Notice that these tools do not have a multithreading option. That’s because the best way to do multithreading / multiprocessing for antibody numbering for a large number of sequences is to split the antibody sequences up into batches, and you can do this easily by using Python multiprocessing. In each process, create a SingleChainAnnotator and use that to number one batch of the sequences.

Aho, IMGT, Martin (“modern Chothia”) and Kabat are supported numbering schemes.

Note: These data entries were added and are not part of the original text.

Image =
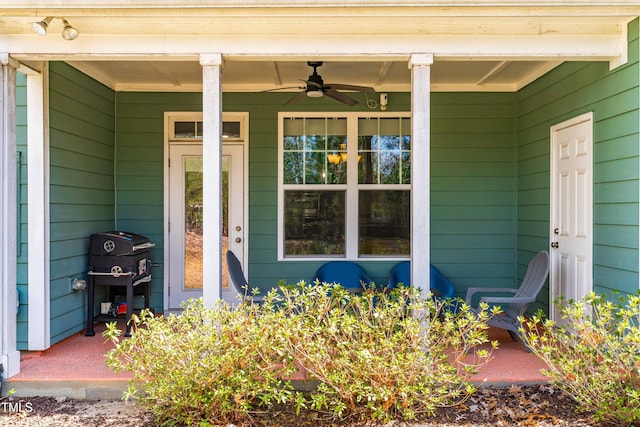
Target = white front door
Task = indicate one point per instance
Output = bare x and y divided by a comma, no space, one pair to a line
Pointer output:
185,219
571,223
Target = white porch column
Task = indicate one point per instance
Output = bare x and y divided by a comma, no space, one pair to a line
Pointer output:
38,212
9,356
212,184
420,65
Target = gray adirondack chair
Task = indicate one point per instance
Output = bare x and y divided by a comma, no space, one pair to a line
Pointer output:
515,306
236,274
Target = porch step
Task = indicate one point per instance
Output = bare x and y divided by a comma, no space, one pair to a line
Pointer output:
90,389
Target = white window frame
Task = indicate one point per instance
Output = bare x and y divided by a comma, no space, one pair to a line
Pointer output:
352,187
194,116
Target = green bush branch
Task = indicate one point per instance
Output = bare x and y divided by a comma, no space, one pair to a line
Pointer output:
378,355
593,354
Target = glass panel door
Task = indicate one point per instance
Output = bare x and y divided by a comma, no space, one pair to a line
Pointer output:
185,212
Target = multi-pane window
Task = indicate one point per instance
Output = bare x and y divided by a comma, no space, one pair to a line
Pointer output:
344,185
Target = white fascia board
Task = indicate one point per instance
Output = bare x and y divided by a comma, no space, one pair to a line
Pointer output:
548,47
41,4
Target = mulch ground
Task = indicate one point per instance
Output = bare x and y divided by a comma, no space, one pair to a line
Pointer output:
539,406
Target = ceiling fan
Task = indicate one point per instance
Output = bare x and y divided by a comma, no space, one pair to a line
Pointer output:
315,88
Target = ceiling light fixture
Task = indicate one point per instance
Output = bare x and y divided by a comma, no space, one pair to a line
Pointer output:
68,33
40,27
315,93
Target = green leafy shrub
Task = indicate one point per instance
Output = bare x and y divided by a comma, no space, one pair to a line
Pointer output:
594,356
205,366
383,355
376,355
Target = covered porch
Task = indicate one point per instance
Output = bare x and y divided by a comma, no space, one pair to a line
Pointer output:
75,368
481,90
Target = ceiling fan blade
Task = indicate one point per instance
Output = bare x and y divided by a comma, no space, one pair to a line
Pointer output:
281,88
340,97
312,84
340,86
295,98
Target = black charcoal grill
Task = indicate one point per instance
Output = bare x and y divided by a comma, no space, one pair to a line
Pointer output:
118,258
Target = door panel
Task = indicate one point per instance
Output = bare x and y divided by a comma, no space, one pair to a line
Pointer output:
185,219
571,210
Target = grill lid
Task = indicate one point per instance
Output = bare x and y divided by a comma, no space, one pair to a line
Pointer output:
118,243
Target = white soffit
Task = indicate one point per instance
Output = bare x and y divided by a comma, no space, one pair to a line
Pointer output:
477,45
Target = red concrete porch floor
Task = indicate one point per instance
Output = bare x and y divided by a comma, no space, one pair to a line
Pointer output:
75,368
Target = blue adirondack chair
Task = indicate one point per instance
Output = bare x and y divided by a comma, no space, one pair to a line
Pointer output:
441,287
345,273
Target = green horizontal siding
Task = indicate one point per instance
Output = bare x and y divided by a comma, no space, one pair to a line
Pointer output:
82,134
570,90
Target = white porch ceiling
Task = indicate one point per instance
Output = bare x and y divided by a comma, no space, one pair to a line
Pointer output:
259,75
477,46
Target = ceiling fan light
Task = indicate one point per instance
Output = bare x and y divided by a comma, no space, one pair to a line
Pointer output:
40,27
69,32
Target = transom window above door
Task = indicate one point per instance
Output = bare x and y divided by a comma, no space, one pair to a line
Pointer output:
187,127
344,185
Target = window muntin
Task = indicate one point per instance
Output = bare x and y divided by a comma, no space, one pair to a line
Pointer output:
384,222
315,223
187,127
312,150
330,207
384,144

Notice that it’s easy to convert the output of either annotator into a fixed-length MSA by using build_msa. If you have a large set of sequences that’s too large to work with in memory, however, build_msa obviously will not help. In this case, you can instead loop over the sequences, number each of them and keep track of all the unique position codes you’ve seen (e.g. by adding them to a set). The sort_position_codes function can then sort the resulting list of unique position codes to the correct ordering for that scheme. You can then create a dictionary mapping position codes to positions in a fixed length array, e.g.::

position_dict = {k:i for i, k in enumerate(sorted_position_codes)}

and then use this when writing sequences to file or e.g. one-hot encoding them in an array. For examples of how to do this, see the numbering example on the main page. If “-” is present, sort_position_codes will always remove it when sorting; thus, if the list you pass to this function contains ‘-’, that character will be removed before sorting.

assign_cdr_labels is useful to figure out which portions of a numbered sequence are cdr or framework. As of v0.3.8, you can use a different set of CDR definitions than the numbering scheme. You can for example number using IMGT by creating a PairedChainAnnotator or SingleChainAnnotator with "imgt" as the scheme and then call assign_cdr_labels but pass it an argumen of kabat for the cdr assignment scheme. This will number your sequences with IMGT but use Kabat CDR definitions.